Could I spontaneously combust from humiliation? Because I was definitely feeling the heat.
We settled into eating, relishing a moment of blessed silence. I focused on my food, trying to ignore the weight of Harley’s hand resting on my thigh.
Gia turned her attention to Harley. “So, three years of pining after Ryker. That’s commitment.”
Harley nodded, completely unrepentant. “The best things are worth waiting for,” he said, casting a sideways glance at me that transformed me into a human embodiment of a keyboard smash as my internal monologue sounded like, “THUDKABOOMZAWHEEE!!!??!!?” All while my face tried to remember which muscles formed a normal expression. His usual sharp, teasing demeanor had blurred, revealing a look so disarmingly genuine it felt like a plot twist in a rom-com. Was he still acting?
“And you, biscuit?” Mom asked, taking a bite of garlic bread with a carefully crafted innocent expression that was anything but. “Only a few weeks of interest? I find that hard to believe.”
“It wasn’t one moment,” I said quietly, surprising myself with how honest I sounded. “It was all the little things. Like how he always makes coffee for both of us in the morning. Or how he can make me laugh even when I’m drowning in exam stress.”

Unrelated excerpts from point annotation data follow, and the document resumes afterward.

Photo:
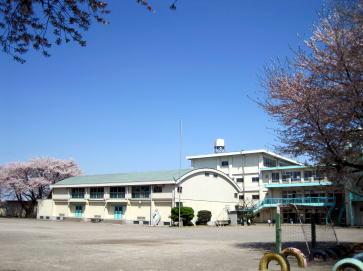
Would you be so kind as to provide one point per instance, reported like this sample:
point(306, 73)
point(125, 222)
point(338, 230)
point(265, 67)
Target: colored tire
point(345, 250)
point(352, 264)
point(318, 255)
point(269, 257)
point(359, 256)
point(332, 253)
point(300, 257)
point(357, 247)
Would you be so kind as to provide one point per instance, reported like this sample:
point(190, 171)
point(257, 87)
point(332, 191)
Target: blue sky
point(115, 105)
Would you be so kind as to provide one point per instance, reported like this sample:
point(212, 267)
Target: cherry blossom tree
point(317, 97)
point(30, 181)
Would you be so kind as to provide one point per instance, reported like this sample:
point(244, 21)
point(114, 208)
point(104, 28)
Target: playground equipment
point(155, 218)
point(300, 257)
point(269, 257)
point(319, 242)
point(348, 264)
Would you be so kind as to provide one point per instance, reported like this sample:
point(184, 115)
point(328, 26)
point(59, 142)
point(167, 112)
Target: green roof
point(283, 168)
point(281, 185)
point(149, 176)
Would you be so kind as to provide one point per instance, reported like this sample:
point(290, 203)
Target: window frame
point(159, 189)
point(97, 193)
point(225, 163)
point(256, 197)
point(274, 180)
point(77, 193)
point(253, 179)
point(140, 191)
point(119, 193)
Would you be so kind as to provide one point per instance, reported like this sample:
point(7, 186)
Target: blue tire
point(358, 256)
point(352, 264)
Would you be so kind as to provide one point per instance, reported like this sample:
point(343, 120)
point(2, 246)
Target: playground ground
point(49, 245)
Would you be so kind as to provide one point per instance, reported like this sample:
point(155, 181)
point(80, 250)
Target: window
point(318, 176)
point(296, 176)
point(117, 192)
point(267, 162)
point(255, 179)
point(96, 192)
point(157, 189)
point(140, 192)
point(275, 177)
point(286, 176)
point(77, 193)
point(224, 164)
point(308, 175)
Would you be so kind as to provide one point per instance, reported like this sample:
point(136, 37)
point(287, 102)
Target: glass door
point(79, 211)
point(118, 212)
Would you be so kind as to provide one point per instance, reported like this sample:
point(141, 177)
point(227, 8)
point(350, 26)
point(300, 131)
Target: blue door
point(79, 211)
point(118, 212)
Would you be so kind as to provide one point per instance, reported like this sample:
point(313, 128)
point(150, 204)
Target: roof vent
point(219, 145)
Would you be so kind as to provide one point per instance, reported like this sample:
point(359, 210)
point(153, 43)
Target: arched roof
point(211, 170)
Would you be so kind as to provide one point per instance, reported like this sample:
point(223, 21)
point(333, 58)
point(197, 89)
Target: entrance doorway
point(79, 211)
point(118, 212)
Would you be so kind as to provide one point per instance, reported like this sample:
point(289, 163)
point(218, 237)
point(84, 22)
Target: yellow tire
point(358, 247)
point(300, 257)
point(269, 257)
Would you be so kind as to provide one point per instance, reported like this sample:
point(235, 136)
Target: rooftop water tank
point(219, 145)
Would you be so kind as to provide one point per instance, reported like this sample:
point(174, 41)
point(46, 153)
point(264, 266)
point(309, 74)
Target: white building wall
point(215, 194)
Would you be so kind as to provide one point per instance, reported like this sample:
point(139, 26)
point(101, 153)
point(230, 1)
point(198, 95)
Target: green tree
point(186, 214)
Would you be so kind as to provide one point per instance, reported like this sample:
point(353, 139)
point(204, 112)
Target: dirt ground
point(67, 245)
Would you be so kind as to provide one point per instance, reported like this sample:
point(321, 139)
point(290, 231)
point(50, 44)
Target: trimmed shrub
point(186, 215)
point(204, 217)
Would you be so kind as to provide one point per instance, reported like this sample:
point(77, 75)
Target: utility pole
point(180, 157)
point(278, 230)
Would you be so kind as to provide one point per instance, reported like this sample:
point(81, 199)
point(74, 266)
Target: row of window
point(115, 192)
point(296, 176)
point(267, 162)
point(254, 180)
point(242, 197)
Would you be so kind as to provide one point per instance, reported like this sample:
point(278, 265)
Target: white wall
point(208, 193)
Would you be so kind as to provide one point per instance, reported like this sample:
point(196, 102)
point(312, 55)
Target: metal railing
point(300, 200)
point(140, 195)
point(77, 195)
point(117, 195)
point(96, 195)
point(355, 197)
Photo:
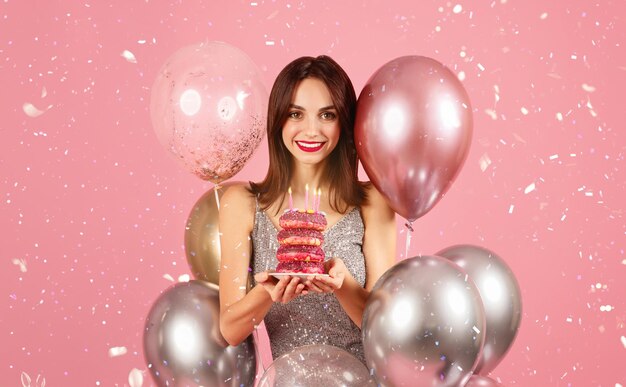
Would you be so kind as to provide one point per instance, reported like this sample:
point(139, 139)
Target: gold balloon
point(202, 235)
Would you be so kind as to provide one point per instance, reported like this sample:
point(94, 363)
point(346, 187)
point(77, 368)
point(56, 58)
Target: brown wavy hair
point(341, 170)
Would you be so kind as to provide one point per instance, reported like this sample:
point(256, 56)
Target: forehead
point(312, 93)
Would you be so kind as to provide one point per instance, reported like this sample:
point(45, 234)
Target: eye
point(328, 116)
point(295, 115)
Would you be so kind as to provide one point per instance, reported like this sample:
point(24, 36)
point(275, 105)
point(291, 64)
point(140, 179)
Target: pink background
point(93, 209)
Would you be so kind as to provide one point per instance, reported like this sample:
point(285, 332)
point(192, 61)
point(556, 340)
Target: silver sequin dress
point(313, 318)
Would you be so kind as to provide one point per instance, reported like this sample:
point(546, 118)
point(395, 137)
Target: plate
point(299, 275)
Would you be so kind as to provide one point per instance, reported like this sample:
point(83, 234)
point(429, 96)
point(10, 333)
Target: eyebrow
point(329, 107)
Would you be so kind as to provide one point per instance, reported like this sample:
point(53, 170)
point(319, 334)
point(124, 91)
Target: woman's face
point(312, 130)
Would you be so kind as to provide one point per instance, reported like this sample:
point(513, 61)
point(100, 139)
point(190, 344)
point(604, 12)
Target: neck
point(307, 174)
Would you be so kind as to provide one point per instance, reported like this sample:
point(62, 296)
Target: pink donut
point(301, 267)
point(288, 253)
point(300, 236)
point(302, 219)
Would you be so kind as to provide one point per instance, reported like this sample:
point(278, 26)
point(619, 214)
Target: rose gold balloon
point(202, 236)
point(412, 132)
point(208, 107)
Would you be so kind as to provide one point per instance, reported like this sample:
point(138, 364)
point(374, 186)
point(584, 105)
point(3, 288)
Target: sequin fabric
point(313, 318)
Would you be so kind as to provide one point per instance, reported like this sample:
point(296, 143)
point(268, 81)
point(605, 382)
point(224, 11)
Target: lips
point(310, 146)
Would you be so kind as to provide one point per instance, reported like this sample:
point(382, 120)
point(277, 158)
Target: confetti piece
point(25, 379)
point(129, 56)
point(21, 263)
point(32, 111)
point(491, 113)
point(117, 351)
point(135, 378)
point(588, 88)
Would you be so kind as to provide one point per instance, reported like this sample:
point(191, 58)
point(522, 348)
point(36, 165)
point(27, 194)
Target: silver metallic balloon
point(501, 298)
point(482, 381)
point(423, 324)
point(315, 366)
point(183, 345)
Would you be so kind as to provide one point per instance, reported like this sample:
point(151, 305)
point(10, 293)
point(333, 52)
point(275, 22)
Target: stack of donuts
point(300, 242)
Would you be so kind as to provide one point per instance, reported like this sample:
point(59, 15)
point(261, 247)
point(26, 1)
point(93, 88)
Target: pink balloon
point(208, 108)
point(412, 132)
point(482, 381)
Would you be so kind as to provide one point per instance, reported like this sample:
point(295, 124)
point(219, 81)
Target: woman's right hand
point(283, 290)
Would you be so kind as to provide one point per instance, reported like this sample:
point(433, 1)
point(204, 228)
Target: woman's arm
point(379, 249)
point(241, 312)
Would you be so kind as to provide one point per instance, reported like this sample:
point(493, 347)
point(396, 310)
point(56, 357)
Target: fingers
point(321, 285)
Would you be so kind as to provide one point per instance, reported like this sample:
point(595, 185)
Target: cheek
point(333, 133)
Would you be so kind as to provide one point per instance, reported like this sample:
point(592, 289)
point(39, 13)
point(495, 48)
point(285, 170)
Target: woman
point(310, 136)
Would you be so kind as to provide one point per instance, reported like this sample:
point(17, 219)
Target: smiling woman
point(310, 136)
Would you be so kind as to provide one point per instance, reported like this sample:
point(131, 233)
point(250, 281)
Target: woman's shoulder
point(238, 198)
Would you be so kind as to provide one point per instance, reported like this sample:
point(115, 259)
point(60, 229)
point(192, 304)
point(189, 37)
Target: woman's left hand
point(336, 270)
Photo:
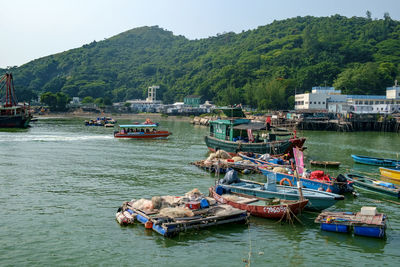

“I’m still trying to wrap my head around this,” Sawyer said. “You’ve been adamantly straight your entire life. What changed?”
I shrugged, feeling oddly calm despite the spotlight. “Maybe I was never as straight as I thought. Or maybe it’s just Harley.” The words rolled off my tongue, and I realized with shock that I might actually mean them.
“I always suspected,” Mom said, looking far too pleased with her maternal intuition. “A mother knows these things.”
“You did not,” I protested. “You’ve been trying to set me up with women since I was old enough to date!”
“Only because you kept insisting you were straight. I was waiting for you to figure it out yourself.”
“I appreciate you care about our happiness.” Harley’s warm smile made my mother practically preen like a peacock.
“Speaking of happiness,” Gia interjected, “when did you realize Ryker wasn’t quite the poster boy for heterosexuality he claimed to be?”
My soul left my body as I braced for Harley’s inevitable raunchy response. He had the sexual discretion of a megaphone playing a porn soundtrack, and I was convinced he was about to announce to the entire table exactly how many times he’d caught me deep-throating a banana out of sheer curiosity before volunteering to let me use his dick.
Harley sipped his iced tea, dragging the moment out for maximum torture. But nothing could have prepared me for his actual answer. “I think I always knew there was a chance. There was a spark of curiosity in the way he looked at me sometimes, even if he wasn’t ready to admit it.”
“I did not look at you like that,” I protested weakly.
“Oh, you absolutely did,” Harley countered with a grin. “Especially when I’d emerge from the shower in nothing but a towel.”
Sawyer snorted. “Classic denial.”
“I wasn’t in denial,” I insisted. “I just hadn’t considered the possibility.”
“And now?” Mom asked, her expression softening.
I glanced at Harley, at his stupidly handsome face and the warmth in his eyes that made my heart hammer against my ribs so violently that my other organs started placing bets on which would crack first: my sternum or my composure. “Now, I’m exploring options I didn’t know were available.”
“That’s a very diplomatic way of saying your best friend turned you into a tourist in the bisexuality neighborhood,” Sawyer teased.
I opened my mouth to deny it, then thought better of it. “Honestly, I don’t know what I am right now. But I know how I feel about Harley.”
“Great, so when’s the wedding?”
I nearly choked on my iced tea while Harley patted my back.
“Let’s not get ahead of ourselves,” he answered while I recovered. “We’ve only been official for a few weeks.”
“But you’ve been living together for years,” Mom pointed out. “You’re practically married already.”
“Mom,” I wheezed, still recovering from my near-death experience, “please don’t plan my wedding before I’ve even figured out what I want for breakfast tomorrow.”
“Chocolate chip pancakes,” Harley replied. “You always crave them on Saturday mornings during breaks.”
I stared at him, astonished he remembered such a minor detail. “Yeah, I do.”